Bob Wojnowski, John Niyo, and Lynn Henning break down the move already made and the moves to come for the Detroit Tigers at the MLB trade deadline.
Kansas City, Mo. — Michael Fulmer grew up in Oklahoma City, so he’s no stranger to dense, heavy heat. The forecast for Fulmer’s start Thursday night — an even 100 degrees.
“Yeah, it gets hot like that down there (in Oklahoma City),” Fulmer said. “But I haven’t been there in the summer for about seven years. It doesn’t get like that where I’ve been playing in the minor leagues or in Detroit.
“But (the Royals) have to play in it, too.”
Fulmer has been doing his best to acclimate himself these last three days, with the temperatures in the upper-90s and the heat index over 100.
“I’ve gone out and played catch and ran and lifted outside the last three days,” he said. “Just kind of trying to take that (heat) into your planning for the start. I threw my bullpen the other day and it was like 130-degrees on that turf. I was drenched beyond belief.”
Fulmer said he expects to go through a minimum of three jerseys Thursday night.
“You just have to deal with it,” he said. “Like I said, it’s a good reason to change your jerseys. I sweat more than anybody on the team probably and I try to wipe my hand across my jersey and it just gets sweatier.
“You just deal with it. You hope the balls are rubbed up good and use the rosin. Basically, just try to get a grip.”
Fulmer pitched in upper 90-degree heat in Arlington, Texas, last year and threw a nine-inning complete game. So it’s not like he’s going to wilt.
“I made it my goal that night to stay out there (on the mound) for as little amount of time as possible,” he said. “And I ended up going nine innings. But my time on the mound wasn’t very long and I will try to do that tomorrow.”
Fulmer has won his last four starts, averaging 7.5 innings per start. His last start was an eight-inning gem, as he gave up a run and two hits to the Blue Jays. He said the heavy work load hasn’t forced him to alter or cut back on his between-starts program.
“No, I’m sticking with the same routine,” he said. “Usually if I go deeper in the game I will go longer (tossing and running) the next day, just to flush everything out. It’s like I tell (pitching coach Rich) Dubee, if I go three innings or nine, I am still going to feel like crap the next day.
“I don’t need an extra day because I went more than seven innings. I am still going to feel bad.”
It’s why, he said, they give you four days between starts.
“The four days between starts you don’t feel so good,” he said. “But the fifth day, I will be ready to take the ball.”
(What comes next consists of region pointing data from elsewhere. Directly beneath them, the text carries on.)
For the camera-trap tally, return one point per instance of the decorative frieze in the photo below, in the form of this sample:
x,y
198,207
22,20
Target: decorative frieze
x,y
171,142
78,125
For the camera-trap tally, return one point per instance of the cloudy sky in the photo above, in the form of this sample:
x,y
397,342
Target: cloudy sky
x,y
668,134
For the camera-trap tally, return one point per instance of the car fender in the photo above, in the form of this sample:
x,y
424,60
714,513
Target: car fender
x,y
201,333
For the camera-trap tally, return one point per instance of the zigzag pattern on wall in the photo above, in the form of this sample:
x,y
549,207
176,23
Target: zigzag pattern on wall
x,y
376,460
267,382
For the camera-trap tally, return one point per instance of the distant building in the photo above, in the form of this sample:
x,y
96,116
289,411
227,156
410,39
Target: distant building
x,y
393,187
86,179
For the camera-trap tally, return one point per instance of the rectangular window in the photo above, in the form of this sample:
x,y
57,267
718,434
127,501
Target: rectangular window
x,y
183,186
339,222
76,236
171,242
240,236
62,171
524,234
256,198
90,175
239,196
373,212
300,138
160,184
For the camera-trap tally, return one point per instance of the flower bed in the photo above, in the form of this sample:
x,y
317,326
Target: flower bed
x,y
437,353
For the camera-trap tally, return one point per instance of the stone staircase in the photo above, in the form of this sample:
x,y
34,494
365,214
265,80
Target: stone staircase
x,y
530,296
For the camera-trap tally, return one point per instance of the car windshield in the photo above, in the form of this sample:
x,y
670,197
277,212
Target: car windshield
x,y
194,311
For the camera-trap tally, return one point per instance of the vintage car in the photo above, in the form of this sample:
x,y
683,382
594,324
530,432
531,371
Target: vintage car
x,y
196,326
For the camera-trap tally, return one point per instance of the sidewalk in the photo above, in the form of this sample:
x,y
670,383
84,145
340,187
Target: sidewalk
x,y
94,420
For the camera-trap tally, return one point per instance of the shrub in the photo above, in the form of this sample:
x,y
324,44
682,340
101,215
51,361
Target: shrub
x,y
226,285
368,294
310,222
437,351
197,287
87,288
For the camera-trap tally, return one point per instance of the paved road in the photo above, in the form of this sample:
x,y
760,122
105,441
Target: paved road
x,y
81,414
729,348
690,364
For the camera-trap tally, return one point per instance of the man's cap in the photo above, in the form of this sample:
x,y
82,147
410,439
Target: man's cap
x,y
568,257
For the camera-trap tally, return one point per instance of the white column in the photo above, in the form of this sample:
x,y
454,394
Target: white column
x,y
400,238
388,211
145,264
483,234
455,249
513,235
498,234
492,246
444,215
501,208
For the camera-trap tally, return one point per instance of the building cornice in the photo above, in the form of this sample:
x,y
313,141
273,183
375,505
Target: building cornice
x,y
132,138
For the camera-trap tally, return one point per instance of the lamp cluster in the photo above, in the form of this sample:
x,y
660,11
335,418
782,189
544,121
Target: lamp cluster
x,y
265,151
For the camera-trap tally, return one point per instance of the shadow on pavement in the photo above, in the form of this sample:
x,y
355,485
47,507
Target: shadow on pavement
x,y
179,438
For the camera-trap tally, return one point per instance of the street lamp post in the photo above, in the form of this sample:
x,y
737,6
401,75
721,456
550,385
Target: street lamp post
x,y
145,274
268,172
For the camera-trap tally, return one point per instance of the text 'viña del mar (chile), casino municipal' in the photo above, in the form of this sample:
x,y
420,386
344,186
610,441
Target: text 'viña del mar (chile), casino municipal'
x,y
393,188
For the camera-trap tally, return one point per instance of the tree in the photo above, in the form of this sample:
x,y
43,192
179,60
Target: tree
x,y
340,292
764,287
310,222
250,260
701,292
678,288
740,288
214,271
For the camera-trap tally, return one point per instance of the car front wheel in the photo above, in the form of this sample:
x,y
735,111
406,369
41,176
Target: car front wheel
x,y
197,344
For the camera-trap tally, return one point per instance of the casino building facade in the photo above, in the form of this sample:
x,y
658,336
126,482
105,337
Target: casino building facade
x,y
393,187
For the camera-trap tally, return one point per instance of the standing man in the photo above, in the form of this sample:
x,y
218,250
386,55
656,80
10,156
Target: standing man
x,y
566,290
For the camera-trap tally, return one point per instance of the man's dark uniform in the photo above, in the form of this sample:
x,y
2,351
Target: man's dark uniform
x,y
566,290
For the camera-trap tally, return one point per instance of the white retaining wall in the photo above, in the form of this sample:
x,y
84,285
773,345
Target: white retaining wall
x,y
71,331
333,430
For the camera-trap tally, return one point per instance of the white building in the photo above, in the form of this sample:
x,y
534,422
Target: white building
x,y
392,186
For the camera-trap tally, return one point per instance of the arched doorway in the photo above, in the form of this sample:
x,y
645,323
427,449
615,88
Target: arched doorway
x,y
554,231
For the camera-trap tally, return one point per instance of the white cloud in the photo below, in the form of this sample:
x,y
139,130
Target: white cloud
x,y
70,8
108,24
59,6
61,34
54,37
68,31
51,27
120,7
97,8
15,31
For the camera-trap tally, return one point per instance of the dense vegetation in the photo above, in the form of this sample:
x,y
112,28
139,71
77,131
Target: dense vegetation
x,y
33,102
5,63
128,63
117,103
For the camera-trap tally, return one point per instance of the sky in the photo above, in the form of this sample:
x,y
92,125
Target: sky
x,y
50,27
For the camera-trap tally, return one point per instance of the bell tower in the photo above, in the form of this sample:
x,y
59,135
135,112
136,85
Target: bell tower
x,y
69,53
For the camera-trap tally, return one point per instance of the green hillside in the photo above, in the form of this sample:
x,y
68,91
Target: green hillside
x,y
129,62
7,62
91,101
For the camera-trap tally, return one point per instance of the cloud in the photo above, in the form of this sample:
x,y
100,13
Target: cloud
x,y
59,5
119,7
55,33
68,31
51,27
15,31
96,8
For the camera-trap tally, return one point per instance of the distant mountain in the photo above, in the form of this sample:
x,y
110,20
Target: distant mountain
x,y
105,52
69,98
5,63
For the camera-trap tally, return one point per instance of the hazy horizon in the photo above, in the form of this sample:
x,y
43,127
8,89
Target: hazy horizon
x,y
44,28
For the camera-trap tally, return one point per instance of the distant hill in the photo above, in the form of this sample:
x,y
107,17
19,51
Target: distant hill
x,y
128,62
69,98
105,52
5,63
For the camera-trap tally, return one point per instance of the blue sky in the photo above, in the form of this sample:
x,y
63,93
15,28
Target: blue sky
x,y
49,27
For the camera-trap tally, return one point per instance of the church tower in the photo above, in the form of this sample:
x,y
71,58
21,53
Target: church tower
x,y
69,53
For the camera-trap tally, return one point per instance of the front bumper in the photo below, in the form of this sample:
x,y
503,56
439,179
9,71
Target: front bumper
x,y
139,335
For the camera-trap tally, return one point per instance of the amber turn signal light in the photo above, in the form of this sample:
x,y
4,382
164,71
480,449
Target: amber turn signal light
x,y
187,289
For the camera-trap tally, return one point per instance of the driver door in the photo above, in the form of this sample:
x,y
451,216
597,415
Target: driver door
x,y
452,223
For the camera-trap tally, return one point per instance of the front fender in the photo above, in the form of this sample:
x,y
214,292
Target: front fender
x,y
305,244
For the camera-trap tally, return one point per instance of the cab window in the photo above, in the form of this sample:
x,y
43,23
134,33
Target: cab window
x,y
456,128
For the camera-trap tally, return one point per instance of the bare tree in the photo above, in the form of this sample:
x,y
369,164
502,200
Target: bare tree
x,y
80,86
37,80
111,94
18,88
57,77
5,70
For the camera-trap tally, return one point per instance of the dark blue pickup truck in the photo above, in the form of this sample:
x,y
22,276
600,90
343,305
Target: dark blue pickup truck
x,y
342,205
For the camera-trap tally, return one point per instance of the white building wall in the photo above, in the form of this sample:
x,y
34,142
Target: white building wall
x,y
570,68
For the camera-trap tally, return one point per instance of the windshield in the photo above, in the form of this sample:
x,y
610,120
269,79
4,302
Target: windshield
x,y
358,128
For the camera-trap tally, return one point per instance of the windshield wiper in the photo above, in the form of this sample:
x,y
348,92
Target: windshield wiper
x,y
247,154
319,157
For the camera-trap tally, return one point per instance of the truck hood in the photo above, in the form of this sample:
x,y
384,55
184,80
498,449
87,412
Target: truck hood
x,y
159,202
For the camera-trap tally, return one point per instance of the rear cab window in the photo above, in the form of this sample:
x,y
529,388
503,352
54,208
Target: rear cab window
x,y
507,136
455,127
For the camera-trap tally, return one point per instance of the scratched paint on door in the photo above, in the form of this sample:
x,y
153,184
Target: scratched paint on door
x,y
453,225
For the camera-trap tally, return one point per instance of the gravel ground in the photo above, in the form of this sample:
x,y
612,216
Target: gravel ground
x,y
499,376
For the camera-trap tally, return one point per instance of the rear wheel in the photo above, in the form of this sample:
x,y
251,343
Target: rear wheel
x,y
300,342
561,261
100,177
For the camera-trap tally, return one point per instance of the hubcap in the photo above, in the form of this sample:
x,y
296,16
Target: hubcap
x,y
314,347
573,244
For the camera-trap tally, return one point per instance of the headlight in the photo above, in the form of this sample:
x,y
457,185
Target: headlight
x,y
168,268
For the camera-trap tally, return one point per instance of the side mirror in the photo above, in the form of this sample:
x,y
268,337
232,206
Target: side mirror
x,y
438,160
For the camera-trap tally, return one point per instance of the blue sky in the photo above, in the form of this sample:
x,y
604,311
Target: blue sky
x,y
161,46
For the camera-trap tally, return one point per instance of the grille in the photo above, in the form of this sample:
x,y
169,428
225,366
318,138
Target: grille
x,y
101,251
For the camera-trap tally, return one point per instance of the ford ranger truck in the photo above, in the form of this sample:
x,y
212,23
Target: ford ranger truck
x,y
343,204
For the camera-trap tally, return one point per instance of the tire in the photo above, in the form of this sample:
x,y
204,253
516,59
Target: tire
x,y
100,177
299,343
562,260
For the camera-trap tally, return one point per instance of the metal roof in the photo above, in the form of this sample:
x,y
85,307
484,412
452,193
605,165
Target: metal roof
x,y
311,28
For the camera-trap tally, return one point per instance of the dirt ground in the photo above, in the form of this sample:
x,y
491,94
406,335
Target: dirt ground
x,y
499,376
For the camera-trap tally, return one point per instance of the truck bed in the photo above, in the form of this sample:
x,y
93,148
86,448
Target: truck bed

Manager Brad Ausmus said the tentative plan is for Matthew Boyd to start on Sunday in Minnesota.
After giving up three runs in the first inning Tuesday, Boyd threw five scoreless innings to get both the win and a quality start.
“Honestly, he used all four of his pitches and that was the key,” catcher James McCann said. “He didn’t have great command of his change-up, not that consistent command. So he really had to trust his curveball and slider, and he had a lot of success with it.
“If you can throw all four pitches, and one’s not there, you are still able to go to the other ones.”
McCann said of the four hits Boyd allowed in the first inning, only one was barreled.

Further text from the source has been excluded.